Input formats

The worker accepts five input formats through the same three transports (file_url, file_b64, volume_path). Format is auto-detected from the input bytes — there’s no format field to set, and the field name file_* is intentionally format-agnostic. Send whatever you have; the worker figures out what it is.

Supported formats

Format	Magic bytes	Path through MinerU
PDF	`%PDF`	Passes straight to `aio_do_parse`
Image (PNG / JPEG / GIF / BMP / TIFF / WebP)	`\x89PNG`, `\xff\xd8\xff`, `GIF8`, `BM`, `II\x00`, `MM\x00`, `RIFF`	Converted to single-page PDF via `images_bytes_to_pdf_bytes`, then parsed
DOCX (Word)	`PK\x03\x04` (ZIP/OOXML)	Parsed via MinerU’s `office_docx_analyze` (python-docx)
PPTX (PowerPoint)	`PK\x03\x04`	Parsed via `office_pptx_analyze` (python-pptx)
XLSX (Excel)	`PK\x03\x04`	Parsed via `office_xlsx_analyze` (openpyxl)

DOCX / PPTX / XLSX share the same ZIP magic — MinerU’s guess_suffix_by_bytes inspects the archive’s [Content_Types].xml to discriminate them downstream.

What gets returned

The output shape is the same regardless of input format: Markdown + content_list + middle.json + extracted images. The exact contents differ, but the schema doesn’t. A DOCX with a chart and a PDF with the same chart produce comparably structured output.
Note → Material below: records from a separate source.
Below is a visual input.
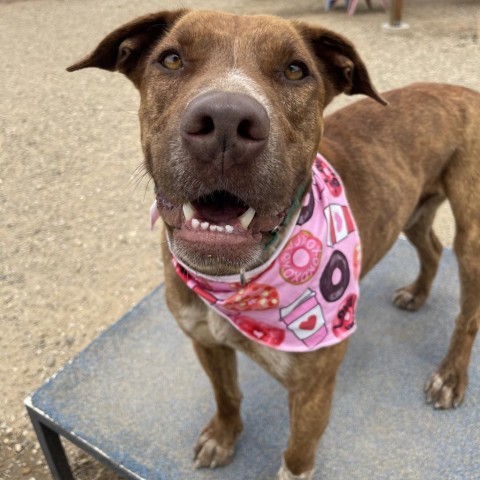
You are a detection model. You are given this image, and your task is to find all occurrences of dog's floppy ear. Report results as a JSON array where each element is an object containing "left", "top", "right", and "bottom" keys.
[
  {"left": 296, "top": 23, "right": 387, "bottom": 106},
  {"left": 66, "top": 10, "right": 187, "bottom": 85}
]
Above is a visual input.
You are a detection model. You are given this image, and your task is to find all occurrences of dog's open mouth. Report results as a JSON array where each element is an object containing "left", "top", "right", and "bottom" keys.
[
  {"left": 153, "top": 189, "right": 288, "bottom": 258},
  {"left": 184, "top": 190, "right": 257, "bottom": 236}
]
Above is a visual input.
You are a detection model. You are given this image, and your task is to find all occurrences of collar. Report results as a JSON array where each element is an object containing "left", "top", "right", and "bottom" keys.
[{"left": 152, "top": 153, "right": 361, "bottom": 352}]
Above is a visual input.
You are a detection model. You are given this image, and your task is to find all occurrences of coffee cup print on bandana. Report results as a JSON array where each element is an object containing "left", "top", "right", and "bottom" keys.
[
  {"left": 279, "top": 230, "right": 322, "bottom": 285},
  {"left": 324, "top": 204, "right": 355, "bottom": 247},
  {"left": 279, "top": 289, "right": 328, "bottom": 348}
]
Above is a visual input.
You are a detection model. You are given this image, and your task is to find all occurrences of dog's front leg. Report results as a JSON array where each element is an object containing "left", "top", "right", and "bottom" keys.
[
  {"left": 192, "top": 340, "right": 244, "bottom": 469},
  {"left": 278, "top": 342, "right": 348, "bottom": 480}
]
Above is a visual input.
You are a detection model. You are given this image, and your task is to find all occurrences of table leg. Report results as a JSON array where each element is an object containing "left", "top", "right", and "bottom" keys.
[{"left": 27, "top": 407, "right": 75, "bottom": 480}]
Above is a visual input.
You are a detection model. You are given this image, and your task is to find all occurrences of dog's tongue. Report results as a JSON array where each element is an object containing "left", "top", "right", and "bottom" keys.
[{"left": 192, "top": 200, "right": 247, "bottom": 224}]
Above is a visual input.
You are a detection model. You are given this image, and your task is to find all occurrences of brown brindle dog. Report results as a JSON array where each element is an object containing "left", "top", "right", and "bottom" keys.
[{"left": 68, "top": 9, "right": 480, "bottom": 479}]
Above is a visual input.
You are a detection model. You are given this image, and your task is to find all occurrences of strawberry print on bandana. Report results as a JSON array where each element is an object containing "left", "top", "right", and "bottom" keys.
[
  {"left": 234, "top": 316, "right": 285, "bottom": 347},
  {"left": 154, "top": 153, "right": 361, "bottom": 352},
  {"left": 224, "top": 284, "right": 279, "bottom": 311}
]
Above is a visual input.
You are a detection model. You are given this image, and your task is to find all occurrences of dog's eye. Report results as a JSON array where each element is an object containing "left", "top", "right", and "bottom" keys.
[
  {"left": 160, "top": 52, "right": 183, "bottom": 71},
  {"left": 284, "top": 62, "right": 308, "bottom": 81}
]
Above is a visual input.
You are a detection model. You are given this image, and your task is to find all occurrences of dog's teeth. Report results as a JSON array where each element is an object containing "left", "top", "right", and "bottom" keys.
[
  {"left": 200, "top": 221, "right": 209, "bottom": 230},
  {"left": 238, "top": 207, "right": 256, "bottom": 229},
  {"left": 207, "top": 225, "right": 225, "bottom": 232},
  {"left": 182, "top": 202, "right": 196, "bottom": 221},
  {"left": 225, "top": 225, "right": 234, "bottom": 233},
  {"left": 191, "top": 218, "right": 200, "bottom": 229}
]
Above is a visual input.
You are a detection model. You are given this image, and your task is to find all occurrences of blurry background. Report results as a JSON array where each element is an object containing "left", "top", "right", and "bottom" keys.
[{"left": 1, "top": 0, "right": 479, "bottom": 478}]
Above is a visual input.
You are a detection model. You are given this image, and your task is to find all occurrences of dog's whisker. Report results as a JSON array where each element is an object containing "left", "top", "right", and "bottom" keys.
[
  {"left": 130, "top": 174, "right": 148, "bottom": 192},
  {"left": 115, "top": 108, "right": 138, "bottom": 117},
  {"left": 142, "top": 177, "right": 153, "bottom": 200},
  {"left": 130, "top": 163, "right": 152, "bottom": 193}
]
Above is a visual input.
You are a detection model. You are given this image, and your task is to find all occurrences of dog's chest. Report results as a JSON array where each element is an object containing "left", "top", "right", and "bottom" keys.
[{"left": 176, "top": 305, "right": 292, "bottom": 382}]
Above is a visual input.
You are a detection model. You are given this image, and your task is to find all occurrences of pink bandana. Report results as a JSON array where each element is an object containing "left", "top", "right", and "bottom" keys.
[{"left": 151, "top": 154, "right": 361, "bottom": 352}]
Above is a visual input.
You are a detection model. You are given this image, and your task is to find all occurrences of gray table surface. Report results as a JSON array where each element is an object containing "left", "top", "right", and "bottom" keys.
[{"left": 28, "top": 239, "right": 480, "bottom": 479}]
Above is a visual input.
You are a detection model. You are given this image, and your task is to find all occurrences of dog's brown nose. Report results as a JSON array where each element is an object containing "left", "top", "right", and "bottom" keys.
[{"left": 180, "top": 91, "right": 270, "bottom": 166}]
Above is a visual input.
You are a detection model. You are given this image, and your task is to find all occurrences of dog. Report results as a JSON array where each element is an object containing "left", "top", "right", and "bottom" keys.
[{"left": 67, "top": 9, "right": 480, "bottom": 479}]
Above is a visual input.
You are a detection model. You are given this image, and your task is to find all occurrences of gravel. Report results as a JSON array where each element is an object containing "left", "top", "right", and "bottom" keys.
[{"left": 1, "top": 0, "right": 479, "bottom": 478}]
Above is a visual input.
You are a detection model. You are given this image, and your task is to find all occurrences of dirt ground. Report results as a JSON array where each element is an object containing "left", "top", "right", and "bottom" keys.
[{"left": 1, "top": 0, "right": 479, "bottom": 479}]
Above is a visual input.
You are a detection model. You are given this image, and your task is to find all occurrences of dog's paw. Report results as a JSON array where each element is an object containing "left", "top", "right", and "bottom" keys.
[
  {"left": 424, "top": 369, "right": 467, "bottom": 409},
  {"left": 392, "top": 286, "right": 427, "bottom": 311},
  {"left": 193, "top": 416, "right": 242, "bottom": 469},
  {"left": 277, "top": 458, "right": 314, "bottom": 480},
  {"left": 194, "top": 433, "right": 234, "bottom": 469}
]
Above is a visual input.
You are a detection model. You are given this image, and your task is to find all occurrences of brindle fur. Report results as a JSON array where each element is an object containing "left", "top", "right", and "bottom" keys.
[{"left": 68, "top": 10, "right": 480, "bottom": 479}]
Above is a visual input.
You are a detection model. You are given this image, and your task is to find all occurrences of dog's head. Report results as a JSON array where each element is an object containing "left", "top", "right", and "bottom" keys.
[{"left": 68, "top": 10, "right": 384, "bottom": 275}]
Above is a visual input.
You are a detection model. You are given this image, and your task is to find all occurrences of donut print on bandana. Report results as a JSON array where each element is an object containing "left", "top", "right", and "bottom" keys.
[
  {"left": 279, "top": 230, "right": 322, "bottom": 285},
  {"left": 297, "top": 187, "right": 315, "bottom": 226},
  {"left": 320, "top": 250, "right": 350, "bottom": 302},
  {"left": 164, "top": 153, "right": 361, "bottom": 353}
]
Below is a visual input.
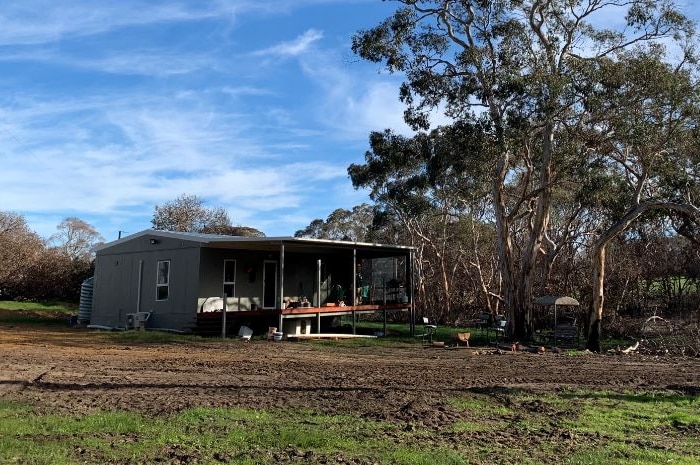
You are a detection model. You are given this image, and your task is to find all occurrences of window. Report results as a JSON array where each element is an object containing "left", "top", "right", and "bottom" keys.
[
  {"left": 156, "top": 260, "right": 170, "bottom": 301},
  {"left": 223, "top": 259, "right": 236, "bottom": 298}
]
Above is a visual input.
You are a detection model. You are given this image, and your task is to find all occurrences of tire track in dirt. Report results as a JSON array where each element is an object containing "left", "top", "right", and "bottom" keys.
[{"left": 1, "top": 326, "right": 698, "bottom": 425}]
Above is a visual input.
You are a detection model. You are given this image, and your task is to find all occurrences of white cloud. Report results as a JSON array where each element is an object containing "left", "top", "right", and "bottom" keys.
[
  {"left": 220, "top": 86, "right": 271, "bottom": 97},
  {"left": 294, "top": 45, "right": 449, "bottom": 140},
  {"left": 341, "top": 81, "right": 415, "bottom": 136},
  {"left": 0, "top": 1, "right": 239, "bottom": 46},
  {"left": 0, "top": 83, "right": 356, "bottom": 238},
  {"left": 0, "top": 47, "right": 217, "bottom": 77},
  {"left": 0, "top": 0, "right": 425, "bottom": 240},
  {"left": 251, "top": 29, "right": 324, "bottom": 57}
]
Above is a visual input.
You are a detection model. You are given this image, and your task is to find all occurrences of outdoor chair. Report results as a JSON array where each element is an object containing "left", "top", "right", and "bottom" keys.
[
  {"left": 416, "top": 317, "right": 437, "bottom": 345},
  {"left": 238, "top": 325, "right": 254, "bottom": 342},
  {"left": 492, "top": 318, "right": 507, "bottom": 342},
  {"left": 475, "top": 312, "right": 491, "bottom": 333}
]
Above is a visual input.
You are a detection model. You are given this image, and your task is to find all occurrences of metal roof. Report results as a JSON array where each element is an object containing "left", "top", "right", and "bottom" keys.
[{"left": 94, "top": 229, "right": 414, "bottom": 253}]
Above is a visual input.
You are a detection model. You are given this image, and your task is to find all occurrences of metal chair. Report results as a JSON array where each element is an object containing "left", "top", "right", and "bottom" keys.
[
  {"left": 493, "top": 319, "right": 507, "bottom": 342},
  {"left": 419, "top": 317, "right": 437, "bottom": 345},
  {"left": 475, "top": 312, "right": 491, "bottom": 333}
]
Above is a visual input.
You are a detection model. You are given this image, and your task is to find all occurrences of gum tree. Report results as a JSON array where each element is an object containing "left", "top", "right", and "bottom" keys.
[
  {"left": 294, "top": 204, "right": 375, "bottom": 242},
  {"left": 581, "top": 51, "right": 700, "bottom": 351},
  {"left": 152, "top": 194, "right": 231, "bottom": 233},
  {"left": 352, "top": 0, "right": 691, "bottom": 341},
  {"left": 349, "top": 121, "right": 494, "bottom": 321}
]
When format matters for the backend choice

The five MinerU backends (see Picking a backend) handle the input pool differently:

vlm-auto-engine (default): MinerU’s end-to-end VLM. Best for PDF. MinerU’s README attaches the 109-language claim specifically to the pipeline backend’s OCR layer; the VLM’s model card carries only English and Chinese HuggingFace language tags. Verified empirically on Russian (2026-05-21, on the prior Pro-2604 weights): the Pro VLM does produce real Cyrillic output despite the limited model-card tags. The 2605 release kept the same language tag set; we have not re-run the Cyrillic check on 2605 but its lineage gives no reason to expect a regression. Coverage of other non-Latin scripts (Arabic, Devanagari, etc.) is undocumented and unverified by us; if you hit transliteration on those, pipeline with the matching script-family lang code is the documented-safe alternative.
pipeline: native multi-language OCR (109 languages). Best for images and scanned PDFs without an embedded text layer. Respects the lang parameter (script-family codes — see below).
hybrid-auto-engine: routes between pipeline and VLM based on page content. Best when you don’t know in advance what mix of layouts you have.

Office formats (DOCX/PPTX/XLSX) are parsed by MinerU’s dedicated analysers regardless of which backend you set — the choice only affects which engine handles the embedded graphics / equations / scanned regions inside the document.

The `lang` parameter (pipeline backend only)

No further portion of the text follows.